Les temps sont mûrs

Publié le dimanche  2 juin 2013
Mis à jour le mercredi  16 octobre 2013

Les temps sont mûrs. La fin du monde, c’est pour décembre

par Patrik Ourednik

Libération, 15 mars 2012


Parmi les injures que j’ai dû apprendre pour pouvoir prouver, à tout instant, mon assimilation à la République française, il y en a une que j’affectionne particulièrement : « trou du cul ». Traiter quelqu’un simplement de cul n’aurait pas la même portée. Un cul est un cul, et le reste à jamais. Le coup de génie, c’est le trou. Le déficit. L’absence. Le néant.

Apocalypse Now, j’entends ces derniers temps. Les temps sont mûrs. Et il était grand temps, ajoute-t-on parfois. Le grand temps est un temps qui a eu le temps de grandir, me dis-je alors.

Les temps sont mûrs : j’ai tapé cette phrase dans Google ; au bout de 0,36 seconde, 203 415 résultats sont apparus.

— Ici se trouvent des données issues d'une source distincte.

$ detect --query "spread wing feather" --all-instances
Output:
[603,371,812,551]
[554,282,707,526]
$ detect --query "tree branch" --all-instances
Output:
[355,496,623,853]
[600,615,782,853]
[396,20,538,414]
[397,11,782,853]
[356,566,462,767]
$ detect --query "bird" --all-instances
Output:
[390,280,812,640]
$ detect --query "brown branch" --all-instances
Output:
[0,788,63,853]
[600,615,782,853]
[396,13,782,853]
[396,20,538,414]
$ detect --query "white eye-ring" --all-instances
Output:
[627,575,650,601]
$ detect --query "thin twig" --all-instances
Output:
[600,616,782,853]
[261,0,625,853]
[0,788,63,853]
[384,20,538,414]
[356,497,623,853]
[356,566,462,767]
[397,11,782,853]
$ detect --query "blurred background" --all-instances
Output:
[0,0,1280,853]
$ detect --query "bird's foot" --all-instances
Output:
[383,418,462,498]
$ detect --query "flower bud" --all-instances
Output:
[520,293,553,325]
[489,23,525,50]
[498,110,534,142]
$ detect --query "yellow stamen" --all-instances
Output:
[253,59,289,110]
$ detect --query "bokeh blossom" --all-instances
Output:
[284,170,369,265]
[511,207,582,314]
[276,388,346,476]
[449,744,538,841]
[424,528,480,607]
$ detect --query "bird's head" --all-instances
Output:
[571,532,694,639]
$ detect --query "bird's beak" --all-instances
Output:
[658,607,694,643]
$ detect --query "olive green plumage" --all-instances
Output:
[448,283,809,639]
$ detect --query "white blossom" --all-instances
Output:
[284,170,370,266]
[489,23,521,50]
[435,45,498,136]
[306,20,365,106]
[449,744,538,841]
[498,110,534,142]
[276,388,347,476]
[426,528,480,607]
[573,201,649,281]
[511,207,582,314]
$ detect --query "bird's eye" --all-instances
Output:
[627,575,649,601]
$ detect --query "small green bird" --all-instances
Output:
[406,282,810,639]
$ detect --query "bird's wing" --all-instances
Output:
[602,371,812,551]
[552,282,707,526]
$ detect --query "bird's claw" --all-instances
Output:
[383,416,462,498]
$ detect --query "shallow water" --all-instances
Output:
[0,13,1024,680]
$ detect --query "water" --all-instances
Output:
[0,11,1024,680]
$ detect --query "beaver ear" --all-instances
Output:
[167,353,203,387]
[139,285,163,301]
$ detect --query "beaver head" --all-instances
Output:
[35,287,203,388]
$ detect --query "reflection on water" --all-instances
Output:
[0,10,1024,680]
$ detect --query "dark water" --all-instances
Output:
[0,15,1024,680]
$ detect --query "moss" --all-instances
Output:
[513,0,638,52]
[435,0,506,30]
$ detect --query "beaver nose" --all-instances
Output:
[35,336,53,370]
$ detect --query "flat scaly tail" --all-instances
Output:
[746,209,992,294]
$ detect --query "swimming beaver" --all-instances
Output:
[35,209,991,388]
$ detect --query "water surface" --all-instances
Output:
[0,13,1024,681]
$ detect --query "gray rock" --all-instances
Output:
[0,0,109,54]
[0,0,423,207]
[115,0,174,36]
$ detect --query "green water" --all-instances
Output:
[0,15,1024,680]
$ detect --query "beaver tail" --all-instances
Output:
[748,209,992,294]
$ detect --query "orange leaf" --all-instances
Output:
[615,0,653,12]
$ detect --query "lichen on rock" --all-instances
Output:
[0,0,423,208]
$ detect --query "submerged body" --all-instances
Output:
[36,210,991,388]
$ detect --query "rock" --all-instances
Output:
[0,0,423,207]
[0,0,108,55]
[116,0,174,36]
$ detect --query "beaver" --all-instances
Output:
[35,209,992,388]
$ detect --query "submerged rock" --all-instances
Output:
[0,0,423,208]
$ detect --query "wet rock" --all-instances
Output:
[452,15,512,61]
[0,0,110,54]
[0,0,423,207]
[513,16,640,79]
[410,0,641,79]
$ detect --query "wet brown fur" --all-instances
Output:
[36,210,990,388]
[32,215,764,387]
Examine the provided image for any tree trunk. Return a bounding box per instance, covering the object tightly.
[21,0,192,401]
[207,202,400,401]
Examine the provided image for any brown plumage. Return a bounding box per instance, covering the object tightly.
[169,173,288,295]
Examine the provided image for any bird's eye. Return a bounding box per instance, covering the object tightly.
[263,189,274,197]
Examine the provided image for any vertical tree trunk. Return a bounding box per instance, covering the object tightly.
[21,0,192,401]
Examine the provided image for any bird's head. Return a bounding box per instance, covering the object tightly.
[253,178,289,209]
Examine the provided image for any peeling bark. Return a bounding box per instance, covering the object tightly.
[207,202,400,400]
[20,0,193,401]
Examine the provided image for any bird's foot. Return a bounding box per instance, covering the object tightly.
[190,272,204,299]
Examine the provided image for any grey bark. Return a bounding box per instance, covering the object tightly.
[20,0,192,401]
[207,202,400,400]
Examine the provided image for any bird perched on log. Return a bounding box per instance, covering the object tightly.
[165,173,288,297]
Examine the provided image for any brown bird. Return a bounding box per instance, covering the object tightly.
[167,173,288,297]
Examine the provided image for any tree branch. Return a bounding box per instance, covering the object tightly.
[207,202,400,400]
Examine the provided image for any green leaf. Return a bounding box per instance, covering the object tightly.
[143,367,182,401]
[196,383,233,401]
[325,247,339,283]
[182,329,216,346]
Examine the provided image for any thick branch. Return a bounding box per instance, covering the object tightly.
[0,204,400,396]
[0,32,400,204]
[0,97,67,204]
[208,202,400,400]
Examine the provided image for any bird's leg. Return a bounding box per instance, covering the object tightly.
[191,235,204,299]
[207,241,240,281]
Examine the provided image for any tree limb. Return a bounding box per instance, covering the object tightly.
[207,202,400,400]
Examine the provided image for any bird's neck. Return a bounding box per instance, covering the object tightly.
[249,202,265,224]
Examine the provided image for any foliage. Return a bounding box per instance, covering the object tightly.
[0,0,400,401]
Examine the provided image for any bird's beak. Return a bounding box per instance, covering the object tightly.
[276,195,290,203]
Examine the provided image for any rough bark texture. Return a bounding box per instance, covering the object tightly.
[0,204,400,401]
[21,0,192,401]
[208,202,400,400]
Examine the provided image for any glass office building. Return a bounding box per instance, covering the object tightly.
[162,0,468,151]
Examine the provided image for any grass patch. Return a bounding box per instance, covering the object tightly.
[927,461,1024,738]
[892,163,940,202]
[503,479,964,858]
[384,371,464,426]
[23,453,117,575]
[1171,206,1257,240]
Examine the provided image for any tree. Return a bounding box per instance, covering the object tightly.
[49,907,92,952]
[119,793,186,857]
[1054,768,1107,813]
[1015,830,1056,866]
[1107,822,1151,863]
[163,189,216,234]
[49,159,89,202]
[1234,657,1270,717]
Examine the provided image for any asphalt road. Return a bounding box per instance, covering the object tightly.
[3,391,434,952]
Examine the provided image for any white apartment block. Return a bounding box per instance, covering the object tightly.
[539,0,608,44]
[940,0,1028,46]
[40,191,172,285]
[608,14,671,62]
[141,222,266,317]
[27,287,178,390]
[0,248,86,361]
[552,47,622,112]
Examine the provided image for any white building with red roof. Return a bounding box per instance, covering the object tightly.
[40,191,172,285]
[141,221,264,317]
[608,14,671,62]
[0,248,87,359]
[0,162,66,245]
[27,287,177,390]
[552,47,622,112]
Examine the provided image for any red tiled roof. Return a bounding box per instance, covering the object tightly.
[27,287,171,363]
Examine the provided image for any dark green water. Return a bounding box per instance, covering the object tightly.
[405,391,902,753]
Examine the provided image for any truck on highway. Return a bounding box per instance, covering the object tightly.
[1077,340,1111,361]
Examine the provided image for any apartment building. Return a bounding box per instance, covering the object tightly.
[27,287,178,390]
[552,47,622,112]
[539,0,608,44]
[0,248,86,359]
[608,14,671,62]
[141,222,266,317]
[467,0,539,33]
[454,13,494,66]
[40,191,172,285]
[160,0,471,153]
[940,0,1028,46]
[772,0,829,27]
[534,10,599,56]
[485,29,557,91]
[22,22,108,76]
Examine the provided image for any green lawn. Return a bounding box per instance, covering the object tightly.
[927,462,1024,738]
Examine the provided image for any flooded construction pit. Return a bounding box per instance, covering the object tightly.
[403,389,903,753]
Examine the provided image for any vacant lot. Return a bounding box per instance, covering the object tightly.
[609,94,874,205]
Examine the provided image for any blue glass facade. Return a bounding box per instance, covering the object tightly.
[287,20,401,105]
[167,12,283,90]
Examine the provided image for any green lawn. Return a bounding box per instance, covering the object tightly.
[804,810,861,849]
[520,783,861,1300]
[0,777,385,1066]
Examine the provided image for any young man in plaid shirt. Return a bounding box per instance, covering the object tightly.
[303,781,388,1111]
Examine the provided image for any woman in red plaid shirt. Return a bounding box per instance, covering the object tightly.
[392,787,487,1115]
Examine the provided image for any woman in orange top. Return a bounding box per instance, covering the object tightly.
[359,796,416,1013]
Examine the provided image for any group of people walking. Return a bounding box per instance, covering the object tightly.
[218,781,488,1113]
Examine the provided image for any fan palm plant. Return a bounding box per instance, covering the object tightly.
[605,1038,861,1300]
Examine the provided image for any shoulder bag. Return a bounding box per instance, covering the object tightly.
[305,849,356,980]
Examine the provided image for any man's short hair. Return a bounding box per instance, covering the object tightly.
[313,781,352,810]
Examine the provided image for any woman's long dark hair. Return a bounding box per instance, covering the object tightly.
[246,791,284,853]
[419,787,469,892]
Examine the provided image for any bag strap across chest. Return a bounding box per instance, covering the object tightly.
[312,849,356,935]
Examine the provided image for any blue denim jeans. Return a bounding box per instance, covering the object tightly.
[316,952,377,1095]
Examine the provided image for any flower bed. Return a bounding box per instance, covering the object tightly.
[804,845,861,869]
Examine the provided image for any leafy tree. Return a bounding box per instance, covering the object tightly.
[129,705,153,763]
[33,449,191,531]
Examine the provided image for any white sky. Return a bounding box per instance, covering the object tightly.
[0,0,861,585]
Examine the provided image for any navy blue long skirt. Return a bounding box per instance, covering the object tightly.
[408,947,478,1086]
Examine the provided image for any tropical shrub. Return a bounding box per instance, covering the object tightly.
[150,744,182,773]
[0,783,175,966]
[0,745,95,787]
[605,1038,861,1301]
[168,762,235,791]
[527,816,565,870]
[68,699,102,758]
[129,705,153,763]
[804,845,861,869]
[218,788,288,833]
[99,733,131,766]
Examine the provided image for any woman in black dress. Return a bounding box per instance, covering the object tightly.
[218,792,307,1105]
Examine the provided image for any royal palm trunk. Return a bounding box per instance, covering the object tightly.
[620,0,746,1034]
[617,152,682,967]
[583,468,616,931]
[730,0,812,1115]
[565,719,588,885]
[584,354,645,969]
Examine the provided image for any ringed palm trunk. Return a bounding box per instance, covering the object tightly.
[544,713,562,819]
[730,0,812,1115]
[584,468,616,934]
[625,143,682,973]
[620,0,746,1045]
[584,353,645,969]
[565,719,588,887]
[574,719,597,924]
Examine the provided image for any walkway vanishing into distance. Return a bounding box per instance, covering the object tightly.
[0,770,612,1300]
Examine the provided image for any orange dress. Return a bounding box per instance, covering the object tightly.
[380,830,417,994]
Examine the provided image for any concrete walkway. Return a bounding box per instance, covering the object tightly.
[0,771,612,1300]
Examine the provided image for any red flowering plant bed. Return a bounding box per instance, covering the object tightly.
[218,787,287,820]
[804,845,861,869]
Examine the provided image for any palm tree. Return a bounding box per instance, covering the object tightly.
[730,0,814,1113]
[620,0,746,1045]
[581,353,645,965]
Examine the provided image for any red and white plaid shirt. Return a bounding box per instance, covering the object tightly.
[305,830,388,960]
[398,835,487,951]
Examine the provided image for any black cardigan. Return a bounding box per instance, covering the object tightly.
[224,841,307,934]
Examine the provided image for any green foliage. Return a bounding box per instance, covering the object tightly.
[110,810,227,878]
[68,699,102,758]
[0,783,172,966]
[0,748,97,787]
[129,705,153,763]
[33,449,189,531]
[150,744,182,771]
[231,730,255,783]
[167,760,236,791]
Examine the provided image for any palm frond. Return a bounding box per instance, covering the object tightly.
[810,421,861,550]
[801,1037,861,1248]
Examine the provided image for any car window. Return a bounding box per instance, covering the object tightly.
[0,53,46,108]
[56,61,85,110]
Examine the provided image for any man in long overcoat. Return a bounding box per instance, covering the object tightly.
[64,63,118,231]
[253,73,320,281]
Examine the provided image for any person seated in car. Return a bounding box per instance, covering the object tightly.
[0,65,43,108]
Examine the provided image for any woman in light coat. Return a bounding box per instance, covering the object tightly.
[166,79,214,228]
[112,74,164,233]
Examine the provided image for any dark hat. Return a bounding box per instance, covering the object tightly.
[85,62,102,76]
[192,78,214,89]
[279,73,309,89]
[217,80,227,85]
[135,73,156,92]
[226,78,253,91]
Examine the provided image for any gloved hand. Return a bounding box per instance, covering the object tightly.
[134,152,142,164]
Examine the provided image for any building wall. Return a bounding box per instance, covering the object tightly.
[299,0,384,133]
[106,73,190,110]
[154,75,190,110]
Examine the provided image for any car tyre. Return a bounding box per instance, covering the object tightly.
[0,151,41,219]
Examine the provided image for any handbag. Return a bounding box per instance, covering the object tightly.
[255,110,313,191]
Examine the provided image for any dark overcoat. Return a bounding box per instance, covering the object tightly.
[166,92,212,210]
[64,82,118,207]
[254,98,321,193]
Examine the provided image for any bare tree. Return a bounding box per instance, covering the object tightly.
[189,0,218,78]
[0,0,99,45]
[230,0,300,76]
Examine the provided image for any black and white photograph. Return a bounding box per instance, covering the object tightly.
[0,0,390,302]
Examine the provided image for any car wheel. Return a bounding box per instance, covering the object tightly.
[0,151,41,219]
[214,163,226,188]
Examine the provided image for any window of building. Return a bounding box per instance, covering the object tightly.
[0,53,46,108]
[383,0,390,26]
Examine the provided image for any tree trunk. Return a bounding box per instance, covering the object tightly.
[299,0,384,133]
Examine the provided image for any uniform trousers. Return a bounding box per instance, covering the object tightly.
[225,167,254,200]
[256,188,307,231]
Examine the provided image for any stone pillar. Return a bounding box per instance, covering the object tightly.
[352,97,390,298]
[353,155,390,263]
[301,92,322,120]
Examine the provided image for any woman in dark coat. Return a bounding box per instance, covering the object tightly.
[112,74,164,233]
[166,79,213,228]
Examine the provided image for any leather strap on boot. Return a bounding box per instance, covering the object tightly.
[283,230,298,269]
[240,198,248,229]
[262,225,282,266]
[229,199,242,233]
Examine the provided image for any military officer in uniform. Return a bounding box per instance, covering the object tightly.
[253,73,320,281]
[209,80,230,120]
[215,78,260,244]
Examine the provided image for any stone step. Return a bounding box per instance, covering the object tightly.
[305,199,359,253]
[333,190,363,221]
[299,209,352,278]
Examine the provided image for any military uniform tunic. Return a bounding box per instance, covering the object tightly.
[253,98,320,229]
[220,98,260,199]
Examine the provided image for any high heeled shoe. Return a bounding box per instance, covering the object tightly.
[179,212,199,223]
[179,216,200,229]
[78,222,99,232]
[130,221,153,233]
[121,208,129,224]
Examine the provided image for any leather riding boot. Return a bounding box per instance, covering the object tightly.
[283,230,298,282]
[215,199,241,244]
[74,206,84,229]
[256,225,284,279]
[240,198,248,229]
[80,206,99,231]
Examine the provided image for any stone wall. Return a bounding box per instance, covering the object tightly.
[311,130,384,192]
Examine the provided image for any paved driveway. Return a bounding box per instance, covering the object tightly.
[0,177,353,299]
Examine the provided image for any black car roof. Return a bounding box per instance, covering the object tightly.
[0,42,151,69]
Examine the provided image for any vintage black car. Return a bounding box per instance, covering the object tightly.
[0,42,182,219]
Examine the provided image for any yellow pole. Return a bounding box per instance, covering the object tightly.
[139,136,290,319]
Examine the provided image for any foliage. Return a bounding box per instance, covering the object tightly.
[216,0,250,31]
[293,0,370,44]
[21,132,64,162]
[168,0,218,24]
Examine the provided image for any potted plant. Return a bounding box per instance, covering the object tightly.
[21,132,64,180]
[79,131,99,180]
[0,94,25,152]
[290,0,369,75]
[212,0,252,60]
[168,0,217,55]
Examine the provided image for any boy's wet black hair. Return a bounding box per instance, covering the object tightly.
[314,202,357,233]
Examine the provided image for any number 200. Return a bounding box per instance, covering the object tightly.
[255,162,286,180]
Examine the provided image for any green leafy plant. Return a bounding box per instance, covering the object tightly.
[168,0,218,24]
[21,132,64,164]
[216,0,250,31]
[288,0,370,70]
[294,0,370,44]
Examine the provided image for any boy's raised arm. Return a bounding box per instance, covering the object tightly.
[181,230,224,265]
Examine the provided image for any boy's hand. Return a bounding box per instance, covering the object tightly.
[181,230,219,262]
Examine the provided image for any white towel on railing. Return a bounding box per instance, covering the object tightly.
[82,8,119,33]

J’ai pu ainsi constater que les temps étaient mûrs pour un tas de choses. Les temps sont mûrs, par exemple, pour des conquérants audacieux et unis autour d’une même histoire. Quelle histoire ? L’article ne le précisait pas. Sans doute une histoire du futur. Ça se passait en Libye. En Belgique, en revanche, les temps sont mûrs pour un tournant. Lequel ? Je ne le saurai jamais, à moins d’en être témoin quand le moment viendra. Les temps sont mûrs pour établir des relations diplomatiques avec la Chine. C’est le Saint-Siège qui le dit. Les temps sont mûrs aussi pour les innovateurs africains de placer la barre plus haut. L’auteur ne précisait pas quel genre de barre, tant pis. Quoi qu’il en soit, les temps sont mûrs pour un changement. Là non plus, aucune précision. J’ai alors cherché dans un dictionnaire ce que voulait dire « changement ». Apparemment, cela veut dire beaucoup de choses : évolution, métamorphose, modification, mutation, déformation, transformation, transmutation, transposition. Les temps sont-ils mûrs plutôt pour une déformation ou pour une mutation ? Une métamorphose ou une transposition ? Qui sait.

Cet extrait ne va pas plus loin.